It’s no secret that STEM programs are at the cutting edge of education, proven to lead to positive educational outcomes. 

Right here in Kerrville, Schreiner University has a new facility — the STEMZone — with a primary focus of STEM academic support programming. 

The building hosts a space for STEM majors where they have access to manipulatives and software, offering professional academic tutors, peer tutors from the Center of Teaching in Learning and STEM success coaches — as well as workshops for student’s academic needs. 

On a given day, one might find a disarticulated skeleton in the closet, graphing calculators or special software for engineering students to use, a computer lab hosting a few classes, groups of chemistry students working intensely on a project, or students — such as the Animal Care Career Club — holding club meetings. 

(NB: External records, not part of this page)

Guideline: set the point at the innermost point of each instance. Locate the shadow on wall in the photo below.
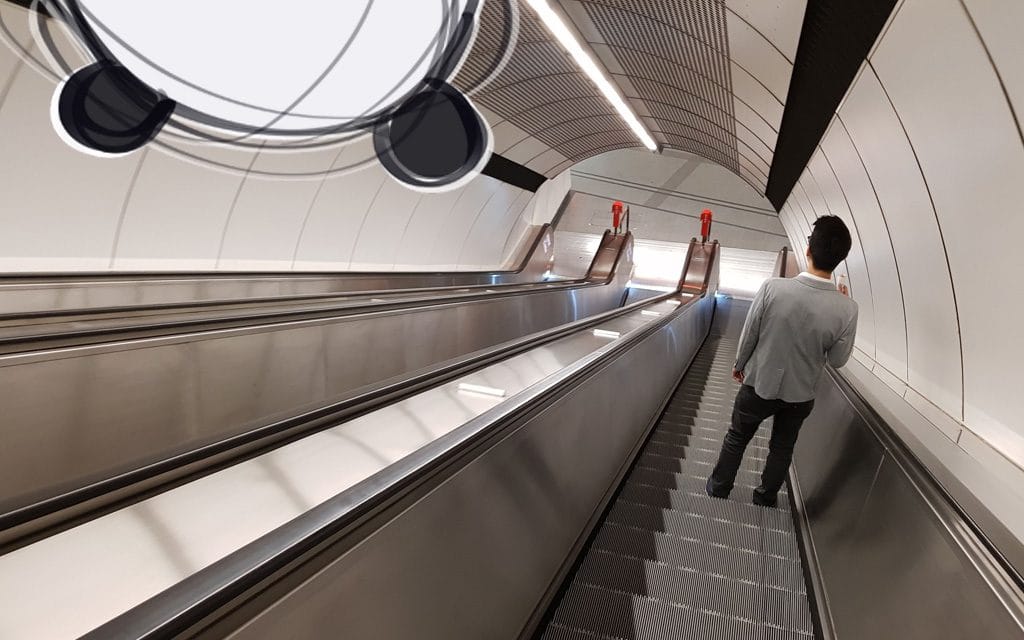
(666, 195)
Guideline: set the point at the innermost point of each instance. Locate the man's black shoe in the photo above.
(712, 492)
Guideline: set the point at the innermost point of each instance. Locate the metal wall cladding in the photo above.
(890, 567)
(670, 58)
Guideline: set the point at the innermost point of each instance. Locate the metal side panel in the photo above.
(892, 562)
(473, 557)
(77, 416)
(27, 294)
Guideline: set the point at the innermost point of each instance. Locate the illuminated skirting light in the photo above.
(465, 387)
(584, 60)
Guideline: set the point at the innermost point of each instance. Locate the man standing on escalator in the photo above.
(794, 328)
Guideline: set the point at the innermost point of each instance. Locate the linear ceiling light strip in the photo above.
(567, 39)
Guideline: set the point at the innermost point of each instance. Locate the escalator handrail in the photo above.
(81, 337)
(80, 276)
(204, 593)
(998, 571)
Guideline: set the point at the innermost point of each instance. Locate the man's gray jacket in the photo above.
(795, 326)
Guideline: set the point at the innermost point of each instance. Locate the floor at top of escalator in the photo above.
(668, 561)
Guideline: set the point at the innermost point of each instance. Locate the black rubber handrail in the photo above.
(150, 327)
(955, 519)
(11, 279)
(199, 597)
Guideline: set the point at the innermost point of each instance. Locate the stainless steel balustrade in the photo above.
(891, 554)
(519, 476)
(20, 295)
(78, 419)
(185, 528)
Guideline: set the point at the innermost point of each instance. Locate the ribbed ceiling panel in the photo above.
(540, 89)
(675, 54)
(670, 58)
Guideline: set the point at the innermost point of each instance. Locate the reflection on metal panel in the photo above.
(20, 295)
(743, 270)
(167, 538)
(85, 415)
(519, 509)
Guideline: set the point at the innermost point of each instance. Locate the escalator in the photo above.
(668, 561)
(553, 492)
(91, 416)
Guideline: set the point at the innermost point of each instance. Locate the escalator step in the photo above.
(671, 562)
(612, 614)
(700, 556)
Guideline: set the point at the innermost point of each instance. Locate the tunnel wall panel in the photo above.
(933, 345)
(971, 153)
(925, 158)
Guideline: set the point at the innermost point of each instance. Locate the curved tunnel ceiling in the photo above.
(709, 77)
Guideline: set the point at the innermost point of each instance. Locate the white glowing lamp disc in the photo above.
(322, 64)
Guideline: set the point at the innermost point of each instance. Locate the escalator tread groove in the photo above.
(668, 561)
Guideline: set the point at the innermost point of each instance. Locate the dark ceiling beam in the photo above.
(835, 40)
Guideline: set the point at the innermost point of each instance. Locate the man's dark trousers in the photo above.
(748, 414)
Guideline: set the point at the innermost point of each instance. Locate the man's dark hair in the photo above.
(829, 243)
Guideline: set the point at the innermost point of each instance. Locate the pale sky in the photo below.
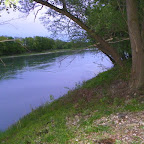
(20, 25)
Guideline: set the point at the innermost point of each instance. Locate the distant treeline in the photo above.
(12, 46)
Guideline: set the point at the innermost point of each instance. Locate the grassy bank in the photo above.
(102, 110)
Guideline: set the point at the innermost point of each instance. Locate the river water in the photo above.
(27, 82)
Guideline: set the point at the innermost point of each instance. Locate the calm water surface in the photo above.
(27, 82)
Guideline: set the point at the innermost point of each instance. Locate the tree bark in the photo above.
(105, 46)
(136, 44)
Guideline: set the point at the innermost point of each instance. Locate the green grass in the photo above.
(48, 123)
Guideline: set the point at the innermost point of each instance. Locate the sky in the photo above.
(18, 24)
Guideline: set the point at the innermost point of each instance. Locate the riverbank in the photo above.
(102, 110)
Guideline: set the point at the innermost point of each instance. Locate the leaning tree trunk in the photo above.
(137, 44)
(105, 46)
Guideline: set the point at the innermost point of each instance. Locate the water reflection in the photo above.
(27, 82)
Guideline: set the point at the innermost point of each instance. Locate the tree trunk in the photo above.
(105, 47)
(136, 45)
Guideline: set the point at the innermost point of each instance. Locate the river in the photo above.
(27, 82)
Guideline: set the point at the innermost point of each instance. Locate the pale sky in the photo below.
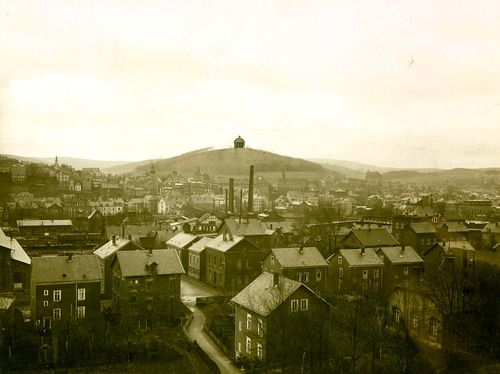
(392, 83)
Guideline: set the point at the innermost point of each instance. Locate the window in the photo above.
(304, 304)
(57, 295)
(259, 351)
(249, 345)
(56, 313)
(306, 277)
(80, 312)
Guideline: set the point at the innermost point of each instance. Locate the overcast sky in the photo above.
(393, 83)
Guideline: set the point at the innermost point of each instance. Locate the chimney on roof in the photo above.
(276, 279)
(250, 191)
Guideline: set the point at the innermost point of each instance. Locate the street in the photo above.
(190, 289)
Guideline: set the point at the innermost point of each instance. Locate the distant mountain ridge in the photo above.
(223, 162)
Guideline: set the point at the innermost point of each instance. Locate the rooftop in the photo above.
(261, 297)
(133, 263)
(59, 269)
(292, 257)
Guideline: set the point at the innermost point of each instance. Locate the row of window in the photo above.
(57, 294)
(57, 312)
(302, 304)
(249, 348)
(260, 325)
(304, 277)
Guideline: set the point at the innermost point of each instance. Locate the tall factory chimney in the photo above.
(250, 192)
(231, 195)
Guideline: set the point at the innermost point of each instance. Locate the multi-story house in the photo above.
(402, 264)
(303, 264)
(146, 287)
(197, 259)
(368, 238)
(420, 235)
(106, 254)
(355, 271)
(273, 314)
(232, 262)
(15, 269)
(64, 289)
(181, 242)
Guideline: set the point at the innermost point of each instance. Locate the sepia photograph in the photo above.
(260, 187)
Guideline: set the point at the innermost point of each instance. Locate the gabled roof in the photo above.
(354, 257)
(17, 252)
(200, 245)
(375, 237)
(423, 227)
(111, 248)
(43, 222)
(262, 298)
(455, 227)
(133, 263)
(181, 240)
(292, 257)
(250, 228)
(59, 269)
(396, 255)
(224, 243)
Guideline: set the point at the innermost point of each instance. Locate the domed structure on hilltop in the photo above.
(239, 142)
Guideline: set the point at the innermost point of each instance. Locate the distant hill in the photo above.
(223, 162)
(77, 163)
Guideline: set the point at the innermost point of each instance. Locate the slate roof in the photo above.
(199, 246)
(423, 227)
(455, 227)
(43, 222)
(252, 228)
(262, 298)
(58, 269)
(396, 256)
(109, 248)
(181, 240)
(375, 237)
(17, 252)
(355, 258)
(133, 263)
(292, 258)
(222, 245)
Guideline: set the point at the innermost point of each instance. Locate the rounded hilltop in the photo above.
(227, 161)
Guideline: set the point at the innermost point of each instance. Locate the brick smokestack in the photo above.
(231, 195)
(250, 191)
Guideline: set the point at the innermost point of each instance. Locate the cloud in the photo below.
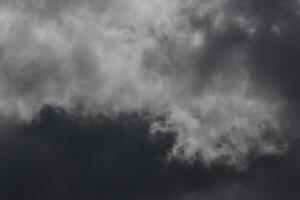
(190, 63)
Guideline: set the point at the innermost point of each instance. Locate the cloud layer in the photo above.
(188, 64)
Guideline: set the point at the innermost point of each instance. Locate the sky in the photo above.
(149, 100)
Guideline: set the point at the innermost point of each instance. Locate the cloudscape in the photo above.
(146, 100)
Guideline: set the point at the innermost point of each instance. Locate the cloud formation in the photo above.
(188, 64)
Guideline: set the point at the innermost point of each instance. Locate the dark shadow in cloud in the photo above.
(68, 156)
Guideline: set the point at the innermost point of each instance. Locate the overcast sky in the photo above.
(146, 100)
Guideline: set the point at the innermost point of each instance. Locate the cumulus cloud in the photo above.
(185, 61)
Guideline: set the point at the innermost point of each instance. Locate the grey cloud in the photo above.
(185, 61)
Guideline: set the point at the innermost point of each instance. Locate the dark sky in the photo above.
(149, 100)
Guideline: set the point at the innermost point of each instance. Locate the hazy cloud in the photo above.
(193, 63)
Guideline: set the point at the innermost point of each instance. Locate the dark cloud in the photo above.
(148, 100)
(64, 156)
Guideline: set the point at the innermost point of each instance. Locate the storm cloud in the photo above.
(203, 71)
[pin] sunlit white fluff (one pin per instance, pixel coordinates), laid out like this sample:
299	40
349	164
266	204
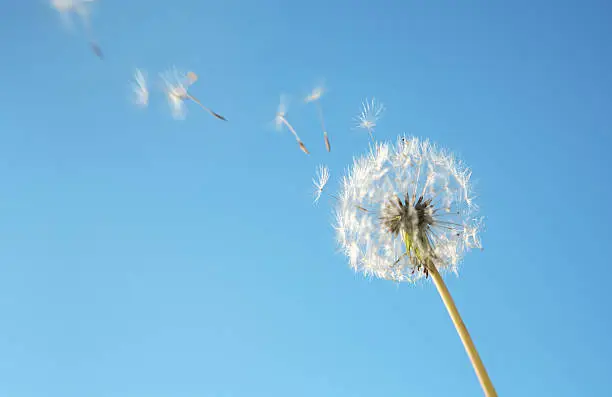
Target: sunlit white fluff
404	207
320	181
140	89
371	112
175	84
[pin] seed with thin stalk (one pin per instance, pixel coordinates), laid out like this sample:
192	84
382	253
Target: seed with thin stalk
140	89
280	121
176	85
314	97
371	112
320	182
405	212
79	7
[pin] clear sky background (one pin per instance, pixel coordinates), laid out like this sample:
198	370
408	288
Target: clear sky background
146	257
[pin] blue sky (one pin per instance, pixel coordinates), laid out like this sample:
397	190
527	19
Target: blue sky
143	256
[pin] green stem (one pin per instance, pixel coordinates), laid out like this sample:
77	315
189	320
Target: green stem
468	343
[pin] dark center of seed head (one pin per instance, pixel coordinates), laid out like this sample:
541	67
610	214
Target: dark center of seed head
399	216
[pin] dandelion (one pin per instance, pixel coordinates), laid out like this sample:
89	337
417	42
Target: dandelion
314	96
320	181
371	111
405	212
175	85
139	89
281	120
80	7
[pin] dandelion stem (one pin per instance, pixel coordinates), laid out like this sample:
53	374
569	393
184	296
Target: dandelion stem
468	344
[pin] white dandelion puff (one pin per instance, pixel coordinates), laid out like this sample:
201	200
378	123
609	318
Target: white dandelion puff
405	212
419	195
314	96
66	7
320	182
176	85
371	112
139	89
81	8
280	120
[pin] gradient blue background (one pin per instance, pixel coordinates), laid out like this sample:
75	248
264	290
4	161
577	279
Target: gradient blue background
146	257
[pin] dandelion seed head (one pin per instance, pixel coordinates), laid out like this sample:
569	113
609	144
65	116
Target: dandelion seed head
404	207
321	180
371	112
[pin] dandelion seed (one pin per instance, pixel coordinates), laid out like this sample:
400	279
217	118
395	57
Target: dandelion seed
320	182
80	7
371	112
140	90
280	120
175	85
423	220
314	96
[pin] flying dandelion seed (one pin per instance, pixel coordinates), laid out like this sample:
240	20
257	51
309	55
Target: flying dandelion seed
139	89
371	112
405	212
175	85
79	7
314	96
281	120
320	182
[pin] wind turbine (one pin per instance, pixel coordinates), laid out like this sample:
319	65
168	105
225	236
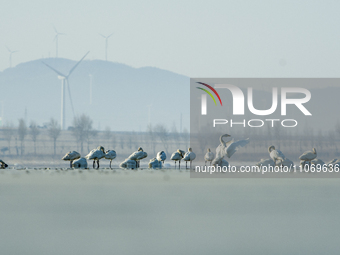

A United States Department of Education Title III grant helped fund the new STEMZone building, which formally opened in January. The STEMZone is open via access card 24 hours a day to students, faculty and staff — and students are making use of the opportunity.

The STEMzone’s student success coaching program has been a great success and has successfully coached 54 students, an impressive feat with only part-time staff. 

It also hosts a weather club partnered with the Hill Country chapter of the National Weather Association and has partnered with the Girl Scouts of America for STEM programming. 

Via the STEMzone, Schreiner students can attend academic excursions such as lunches with local United States Department of Agriculture scientists or science conferences in San Antonio.

According to Tanya Jimenez, STEM academic services coordinator and a success coach, STEM skills — and the quantitative literacy they afford — is important for students of all ages. Going forward, Schreiner intends to look for more community connections and opportunities for community outreach.  

Yet long before college opportunities like the STEMZone are available, parents may find themselves wondering how to pique their children’s interest in science and technology. 

On average, students in K-3rd grade spend far less time on science than they do on reading and writing, so it’s important to get them involved in hands-on ways so they see STEM fields as relevant to their daily lives. 

But reading can be a good start: Read books together about Isaac Newton, Louis Pasteur, Marie Curie. The “Who Was…” series on Amazon provides a solid overview, with biography subjects ranging from Charles Darwin to Alexander Graham Bell to Galileo. 

Multifunctional toys that invite open-ended and imaginative play — such as Legos, Lincoln logs, Erector sets and building blocks — are important for both boys and girls. Don’t be afraid to get creative: there are anatomy-themed coloring books out there, apps for kids to help them learn to code, and books of science experiments just waiting for you. Give your children a magnifying glass and some gardening gloves so they can go out into the world and explore, observing insects and plants. 

Get out on the weekends for your own learning expeditions. Visit zoos, science centers, museums and botanical gardens with your kids. Here in Kerrville, the Riverside Nature Center is a great resource. So are the bird blinds, feeding areas and butterfly habitat at Lady Bird Johnson Municipal Park in Fredericksburg. And the San Antonio Zoo, the DoSeum, the San Antonio Aquarium and the San Antonio Botanical Center are not so far away.

Don’t forget that for every pursuit imaginable — even singing, dancing, sports and cooking — there’s some science governing it. Find that science. Teach it to your children. Teach them to love it. 

At the end of the day, curiosity is the most essential gift you bequeath your children. Don’t let it pass them by.